In Katrina's wake, Louisiana politicians and other critics have complained about paltry funding for the Army Corps in general and Louisiana projects in particular. But over the five years of President Bush's administration, Louisiana has received far more money for Corps civil works projects than any other state, about $1.9 billion; California was a distant second with less than $1.4 billion, even though its population is more than seven times as large.
But overall, the Bush administration's funding requests for the key New Orleans flood-control projects for the past five years were slightly higher than the Clinton administration's for its past five years. Lt. Gen. Carl Strock, the chief of the Corps, has said that in any event, more money would not have prevented the drowning of the city, since its levees were designed to protect against a Category 3 storm, and the levees that failed were already completed projects. Strock has also said that the marsh-restoration project would not have done much to diminish Katrina's storm surge, which passed east of the coastal wetlands.
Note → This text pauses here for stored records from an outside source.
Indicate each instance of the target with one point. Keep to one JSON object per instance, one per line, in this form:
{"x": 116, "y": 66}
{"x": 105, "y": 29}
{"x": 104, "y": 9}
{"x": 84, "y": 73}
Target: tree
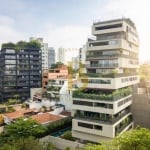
{"x": 1, "y": 120}
{"x": 136, "y": 139}
{"x": 27, "y": 144}
{"x": 24, "y": 128}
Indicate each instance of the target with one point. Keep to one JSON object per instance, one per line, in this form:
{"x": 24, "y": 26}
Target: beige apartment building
{"x": 101, "y": 105}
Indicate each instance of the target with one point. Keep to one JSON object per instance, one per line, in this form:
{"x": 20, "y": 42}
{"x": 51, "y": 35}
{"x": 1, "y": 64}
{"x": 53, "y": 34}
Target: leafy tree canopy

When the left side of the blogosphere began alleging that the levees failed because Bush didn't fund them, I originally had some questions, but no facts so I didn't post anything on the subject.
I wondered how much corruption in New Orleans, a city known for that problem, played into all of this, how much funding had been allocated to the city during the Clinton administration, and if, the levees that broke were in fact on the list of ones that needed to be fixed.
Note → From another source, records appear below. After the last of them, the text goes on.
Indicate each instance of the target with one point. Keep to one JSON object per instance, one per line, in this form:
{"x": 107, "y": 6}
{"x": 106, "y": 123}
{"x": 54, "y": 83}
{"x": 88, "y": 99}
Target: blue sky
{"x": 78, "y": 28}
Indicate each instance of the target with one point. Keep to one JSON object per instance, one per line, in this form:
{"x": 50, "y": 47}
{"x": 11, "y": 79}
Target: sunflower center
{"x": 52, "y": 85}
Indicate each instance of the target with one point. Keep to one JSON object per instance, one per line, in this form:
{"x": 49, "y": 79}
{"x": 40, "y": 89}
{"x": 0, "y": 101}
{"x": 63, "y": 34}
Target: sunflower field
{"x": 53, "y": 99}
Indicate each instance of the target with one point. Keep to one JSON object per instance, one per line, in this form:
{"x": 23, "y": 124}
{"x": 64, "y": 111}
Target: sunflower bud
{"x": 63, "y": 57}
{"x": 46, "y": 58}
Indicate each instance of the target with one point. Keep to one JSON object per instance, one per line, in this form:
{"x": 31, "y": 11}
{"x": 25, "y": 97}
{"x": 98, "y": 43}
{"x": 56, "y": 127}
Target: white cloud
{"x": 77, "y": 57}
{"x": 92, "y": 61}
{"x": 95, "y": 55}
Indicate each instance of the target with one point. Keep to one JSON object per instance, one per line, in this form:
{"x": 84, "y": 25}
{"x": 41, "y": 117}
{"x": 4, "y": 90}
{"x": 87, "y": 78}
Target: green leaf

This article seems to answer all of those questions, and assuming it is accurate is a strong argument that no matter how much money the Federal Government had sent to New Orleans in the past 5 years the outcome would have been exactly the same.
I am still trying to get a handle on what went wrong in the aftermath of the hurricane. Basically I am sure that a lot went wrong, but to expect that a response to a disaster of this magnitude would go perfectly, no matter who was in the Whitehouse, is not living in the 'reality based community.' There may have been specific cases when someone was directly culpable and simply did the wrong thing. Looking into those possibilities is beneficial and we should do it.
There will be many more cases where disorganization was simply a result of the magnitude of the task, and the inevitable breakdown of modern infrastructure that allows better cordination in less disastrous circumstances. People at all levels had to act with incomplete information, and act quickly and as such mistakes will be made. The aphorism in war is that no plan survives contact with the enemy. I am sure a similar statement can be made about disaster plans surviving contact with disasters.
This doesn't mean we can't do better, and that we shouldn't look for ways to reduce the chaos in the future, taking lessons from where the Katrina response went wrong and where it went right. Indulging in partisan blame games tends to hurt, not help this process however, and that applies to the Democratic Mayor of New Orleans and the Democratic Governor of Louisiana as much as it does to President Bush.
There will be plenty of time, after the facts are known and can be more clearly analyzed to determine exactly what went wrong and why. In those cases when someone clearly failed to meet their responsibilities condemnation should occur. Mostly though, I am sure we will find that most of the mistakes were probably inevitble, and our views of them as 'mistakes' is a result of unreasonable expectations.
The response to Hurricane Katrina has been unprecidented in its scale. By any account the various authorities involved have mobilized more resources and saved more people quicker than at any other time in history. Unfortunately, the destruction and suffering left by Katrina is also unprecidented in this country.